2. Alma Mater, Low Library

コロンビアキャンパスで1番の写真スポット、Alma Mater(ラテン語で我らの母=母校)像とその後ろはLow Libraryになります。Low Libraryにはビジターセンターもあり、キャンパスツアー(学部生志望者向け)はここからスタートします。

3. Butler Library

Low Libraryと中央歩道(College Walk)を挟んで反対側にあるのがButler Libraryです。この写真撮影場所であるCollege Walk、1950年代までは車も走る公道でしたが、当時コロンビア大学の学長だったアイゼンハワー(後の第34代アメリカ大統領)が歩行者専用の道路にしたそうです。
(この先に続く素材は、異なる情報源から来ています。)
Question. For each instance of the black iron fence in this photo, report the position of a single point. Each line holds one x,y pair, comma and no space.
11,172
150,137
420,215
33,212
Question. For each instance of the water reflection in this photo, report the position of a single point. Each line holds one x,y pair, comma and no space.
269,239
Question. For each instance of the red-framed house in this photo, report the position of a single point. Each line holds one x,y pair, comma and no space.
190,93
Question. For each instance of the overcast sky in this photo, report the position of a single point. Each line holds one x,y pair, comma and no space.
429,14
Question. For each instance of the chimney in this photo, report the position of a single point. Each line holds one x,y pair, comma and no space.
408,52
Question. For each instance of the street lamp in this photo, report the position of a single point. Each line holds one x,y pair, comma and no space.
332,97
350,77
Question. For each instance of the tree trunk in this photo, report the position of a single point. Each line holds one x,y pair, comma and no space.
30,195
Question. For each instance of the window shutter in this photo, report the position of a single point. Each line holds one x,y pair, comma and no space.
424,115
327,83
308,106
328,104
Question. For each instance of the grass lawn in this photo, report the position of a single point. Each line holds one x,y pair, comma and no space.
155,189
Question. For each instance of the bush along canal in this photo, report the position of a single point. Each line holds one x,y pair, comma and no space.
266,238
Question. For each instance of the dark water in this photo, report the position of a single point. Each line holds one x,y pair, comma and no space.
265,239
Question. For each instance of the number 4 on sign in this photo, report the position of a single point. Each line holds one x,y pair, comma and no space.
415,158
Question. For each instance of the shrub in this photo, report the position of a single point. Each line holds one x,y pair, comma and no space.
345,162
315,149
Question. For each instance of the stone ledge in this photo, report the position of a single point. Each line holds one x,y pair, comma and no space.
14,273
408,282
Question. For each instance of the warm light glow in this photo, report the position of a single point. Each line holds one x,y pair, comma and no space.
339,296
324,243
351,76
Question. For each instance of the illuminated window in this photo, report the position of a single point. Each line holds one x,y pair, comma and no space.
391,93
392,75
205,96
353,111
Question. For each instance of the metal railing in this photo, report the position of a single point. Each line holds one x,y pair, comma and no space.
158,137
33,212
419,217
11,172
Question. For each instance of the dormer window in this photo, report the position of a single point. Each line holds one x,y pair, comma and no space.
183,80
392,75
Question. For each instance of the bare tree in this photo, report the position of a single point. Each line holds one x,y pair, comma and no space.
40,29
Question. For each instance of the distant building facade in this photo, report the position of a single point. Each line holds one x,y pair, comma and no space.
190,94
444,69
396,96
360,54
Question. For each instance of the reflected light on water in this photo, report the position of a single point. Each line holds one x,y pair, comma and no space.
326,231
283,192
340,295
Low LibraryやButler Libraryを含めメインキャンパスだけでも22の図書館があり、総蔵書数はなんと1,200万冊近く!になりますが、その中でも最大の図書館がこのButler Libraryです。ビジネススクールの校舎(Uris)から若干離れているため、僕は自習等で使ったことがありませんが雰囲気がとても良いそうです。

4. John Jay, Wallach, Hartley, Hamilton Hall

John Jay、Wallach、Hartleyをはじめ、キャンパス内には学部生用の寮が5つあり、95%以上の学部生はキャンパス内に住んでいるそうです。John Jayには24時間オープンのカフェもあり、さすが学費だけで年間30,000ドル弱する高額なアメリカ大学の施設といったところでしょうか(MBAでは高額な学費が教授陣の高い給料に使われている感じがしますが、学部では多くの教員と施設を賄うために使われていると想像されます。学部だとなんと生徒6人に対して1人の教員がつく上、80%以上の授業が1クラス上限20名となっており、英才教育かつ学生にとっては否が応でも勉強しないといけない環境?なのかもしれません)。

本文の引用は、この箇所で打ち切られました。